N’importe quel tueur voit bien en prison que la vie d’un homme ne vaut strictement rien. « Mais cette punition, ils l’ont méritée ! » La manière dont on punit autrui révèle toujours jusqu’à quel degré de cruauté on peut descendre. Il serait vain de penser contre ce monde, nous n’y respirons mieux qu’en pensant autrement.

Car on peut concevoir la vie autrement. Nous avons déjà dit que dans certaines familles, il était exclu d’abaisser son enfant par le châtiment, la sanction, la menace, la punition qui sont les armes de celui qui se veut le plus fort contre le faible et ne font passer de génération en génération qu’une chose, le goût pervers des auto-flagellations ou le désir de punir. Bien sûr cela suppose qu’on sache dire non et reprendre l’enfant aimé sans le blesser ; rares sont les parents qui en sont capables.

Un enfant qui n’a jamais connu la clémence lorsqu’il a fait une bêtise n’éprouvera aucune pitié face à ses victimes. De la même façon, celui qui aura été condamné froidement à une peine sévère pour un hold-up n’hésitera pas à tuer tout aussi froidement lors d’un prochain braquage.
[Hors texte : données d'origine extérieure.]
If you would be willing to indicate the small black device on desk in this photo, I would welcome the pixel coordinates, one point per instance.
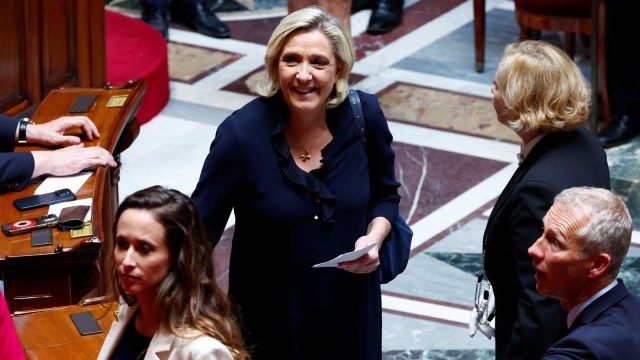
(36, 201)
(23, 226)
(85, 323)
(41, 237)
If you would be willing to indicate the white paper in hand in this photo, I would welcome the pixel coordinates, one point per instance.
(345, 257)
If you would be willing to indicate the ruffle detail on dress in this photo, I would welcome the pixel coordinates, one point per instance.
(306, 181)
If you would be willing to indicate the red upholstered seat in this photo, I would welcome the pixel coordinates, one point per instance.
(137, 51)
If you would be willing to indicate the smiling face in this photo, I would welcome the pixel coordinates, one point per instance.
(141, 253)
(307, 71)
(561, 269)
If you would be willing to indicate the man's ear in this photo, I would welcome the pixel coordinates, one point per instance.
(600, 264)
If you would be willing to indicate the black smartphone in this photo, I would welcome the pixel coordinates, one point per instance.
(23, 226)
(85, 323)
(41, 237)
(83, 103)
(36, 201)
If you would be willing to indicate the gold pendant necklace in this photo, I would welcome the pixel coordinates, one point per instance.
(305, 156)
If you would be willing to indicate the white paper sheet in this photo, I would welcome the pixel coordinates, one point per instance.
(57, 208)
(345, 257)
(71, 182)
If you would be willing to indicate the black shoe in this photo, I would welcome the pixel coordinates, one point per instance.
(199, 18)
(620, 130)
(156, 16)
(359, 5)
(386, 16)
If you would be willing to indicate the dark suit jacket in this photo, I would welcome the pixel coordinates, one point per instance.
(609, 328)
(15, 168)
(528, 323)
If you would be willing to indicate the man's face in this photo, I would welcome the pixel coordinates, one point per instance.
(561, 268)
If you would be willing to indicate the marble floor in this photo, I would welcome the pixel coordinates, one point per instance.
(453, 158)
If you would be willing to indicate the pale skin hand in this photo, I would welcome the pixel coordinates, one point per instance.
(52, 132)
(378, 230)
(70, 160)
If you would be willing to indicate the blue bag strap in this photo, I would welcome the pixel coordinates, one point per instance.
(356, 107)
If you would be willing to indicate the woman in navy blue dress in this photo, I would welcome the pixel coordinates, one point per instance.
(293, 167)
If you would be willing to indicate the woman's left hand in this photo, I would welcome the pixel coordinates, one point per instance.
(366, 263)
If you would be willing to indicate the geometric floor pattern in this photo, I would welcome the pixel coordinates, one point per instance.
(453, 157)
La prison appelle la récidive parce qu’elle jette dehors des gens désaxés, miséreux, perdus pour tous, mais aussi parce que beaucoup de délinquants « se sont installés » en taule, que celle-ci est devenue le lieu où ils ont échafaudé comme ils ont pu leur personnalité de « mauvais garçon », qu’elle est l’unique refuge de leur chienne de vie.

 

Lorsqu’on punit, on veut faire expier à quelqu’un sa faute. La douleur infligée au coupable est censée rétablir un équilibre : il faut contrebalancer le crime par une souffrance équivalente. Quelle idée ! À ce compte-là, il serait juste de vitrioler cette femme qui a vitriolé sa rivale, juste de violer l’homme qui a violé.
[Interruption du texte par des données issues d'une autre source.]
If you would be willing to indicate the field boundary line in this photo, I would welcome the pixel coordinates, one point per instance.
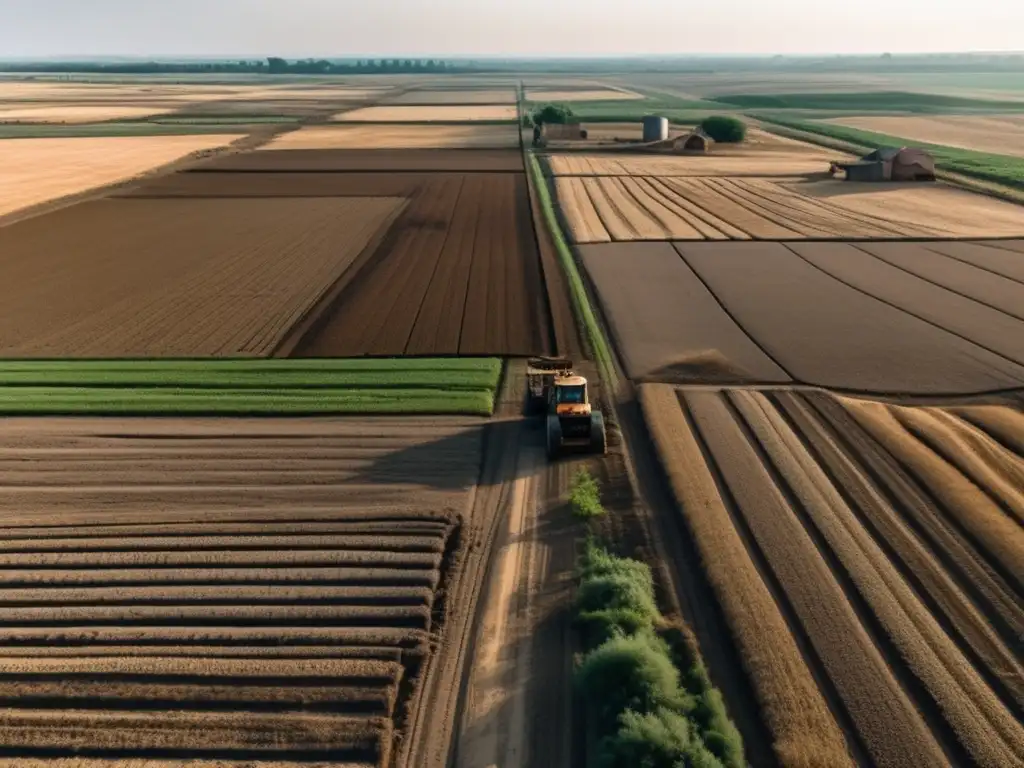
(978, 344)
(939, 285)
(976, 266)
(578, 289)
(731, 316)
Ce serait juste mais cruel et imbécile. Pourquoi librement agirions-nous en scélérats au nom de la Justice ? Il est aberrant de penser qu’un mal compense ou annule un autre mal. Il le multiplie. Il touche le coupable, mais aussi tous ses proches.
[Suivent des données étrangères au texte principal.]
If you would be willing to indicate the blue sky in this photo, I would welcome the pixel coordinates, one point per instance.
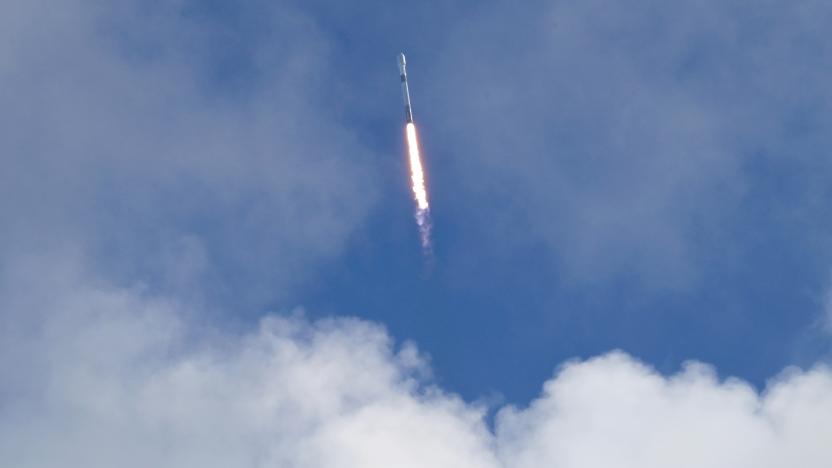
(214, 195)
Quand on fait du mal à quelqu’un, il devient une victime. Les détenus sont tous des victimes, pas « victimes innocentes », mais qu’on le veuille ou non, victimes.

Rares sont ceux, athées ou croyants qui voient dans la justice autre chose que le salaire des bons et des méchants : la possibilité d’une réparation et d’une réconciliation.